Smith explains that once fleet decision-makers “open their minds” to a rental product, they see the benefits. “It’s a great opportunity for employers to change the way they manage their company car schemes,” he says.

“Employers want to give flexibility and not everybody wants a company car.”

Furthermore, the potential financial impact of clean air zones, as towns and cities across the country target pollution hotspots, could fuel further uptake in its short-term car-sharing products.

Replacing traditional pool car services with car clubs, which can be accessed by employees on a pay-as-you-use basis during the working week and by the public outside office hours, are driving improvements in air quality.    

The idea first gained traction with councils and now, says Smith: “Companies are starting to see the advantages of not tying up scarce resources and the benefits of operating the latest vehicles.”

On average, Europcar’s 50,000-plus vehicles are less than five months old. The majority  are bought on a buy-back arrangement from manufacturers.

“By having that cycle, they are always the latest models, have the latest safety equipment and the latest emissions and fuel efficient technologies,” says Smith.

Europcar also expects the share of pure electric and hybrid vehicles on its fleet to reach 5% by 2020.

Its plug-in fleet share currently stands at around 3%, with vehicles bought outright by the business, complete with the residual risk.

Smith says: “The latest technology comes at a cost and you’ve got to try and make sure there’s a market for them.”
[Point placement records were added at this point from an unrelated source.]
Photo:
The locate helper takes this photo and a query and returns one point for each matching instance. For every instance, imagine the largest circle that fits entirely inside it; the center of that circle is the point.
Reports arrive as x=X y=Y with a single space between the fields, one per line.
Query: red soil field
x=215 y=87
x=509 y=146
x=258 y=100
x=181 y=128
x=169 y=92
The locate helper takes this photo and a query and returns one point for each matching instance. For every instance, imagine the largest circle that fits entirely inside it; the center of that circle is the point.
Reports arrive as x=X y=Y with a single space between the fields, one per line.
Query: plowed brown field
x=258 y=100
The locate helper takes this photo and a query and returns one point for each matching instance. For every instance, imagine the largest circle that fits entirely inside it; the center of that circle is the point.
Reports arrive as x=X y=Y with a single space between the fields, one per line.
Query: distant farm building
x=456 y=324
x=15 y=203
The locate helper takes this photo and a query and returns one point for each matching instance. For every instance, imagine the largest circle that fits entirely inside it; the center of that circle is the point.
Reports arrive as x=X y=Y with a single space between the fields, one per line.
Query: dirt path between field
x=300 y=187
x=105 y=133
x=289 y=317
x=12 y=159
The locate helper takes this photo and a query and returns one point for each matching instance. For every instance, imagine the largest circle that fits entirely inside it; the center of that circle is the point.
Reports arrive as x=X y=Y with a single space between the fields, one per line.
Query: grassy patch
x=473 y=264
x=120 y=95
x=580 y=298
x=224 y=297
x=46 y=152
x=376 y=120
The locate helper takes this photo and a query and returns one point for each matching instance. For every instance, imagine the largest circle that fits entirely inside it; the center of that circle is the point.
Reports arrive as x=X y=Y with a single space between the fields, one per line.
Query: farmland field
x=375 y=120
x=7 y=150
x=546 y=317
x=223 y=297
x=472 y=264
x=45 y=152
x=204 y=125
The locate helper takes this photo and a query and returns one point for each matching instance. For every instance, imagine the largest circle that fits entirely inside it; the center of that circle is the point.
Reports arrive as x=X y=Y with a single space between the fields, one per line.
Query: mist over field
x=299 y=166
However, he admits that has not been easy, with customers less keen to make the switch. Research conducted by Europcar revealed that four out of five (78%) respondents said they would not want to hire an electric vehicle (EV).

Instead, it showed diesel remained the fuel of choice for almost two-thirds (63%) of its car hire customers.

Smith is confident that will change over time and says the business will continue to find “the right solution” for its customers, whatever the powertrain of choice.

 

 

Car rental industry is ‘in the blood’

Managing a UK fleet of 50,000-plus vehicles across 175 locations, serving both corporate and leisure markets, in a low margin business is not without its challenges.

Leisure pricing, for example, moves several million times a month, while vehicle demand can shift dramatically from one location to another.

“Capacity management is a vital part of the retail business and Europcar is both a retailer and a B2B provider of rental services,” explains Gary Smith.

“They operate in different spaces, with the leisure business more focused to the weekend and the corporate business more mid-week.”

Matching vehicle numbers to demand in different geographical locations, when there is a cost consideration in moving product, requires a tactical approach akin to a military operation. “That’s the thing about rental,” says Smith. “It’s fascinating.”

Smith has worked in the vehicle rental industry for more than 25 years, working his way up through Avis Rent a Car’s ranks to become financial director, before embarking on a career in consultancy looking at other industries.

However, within a year, the draw of the rental industry was too much to resist and Smith joined Europcar UK Group as financial director in 2012.

“It is one of those industries that is in your blood,” explains Smith. “If you like a dynamic, fast-paced business, where you have to have your finger on the pulse, car rental is absolutely for you.”

Smith was appointed managing director for Europcar UK as part of a number of board level changes in 2016.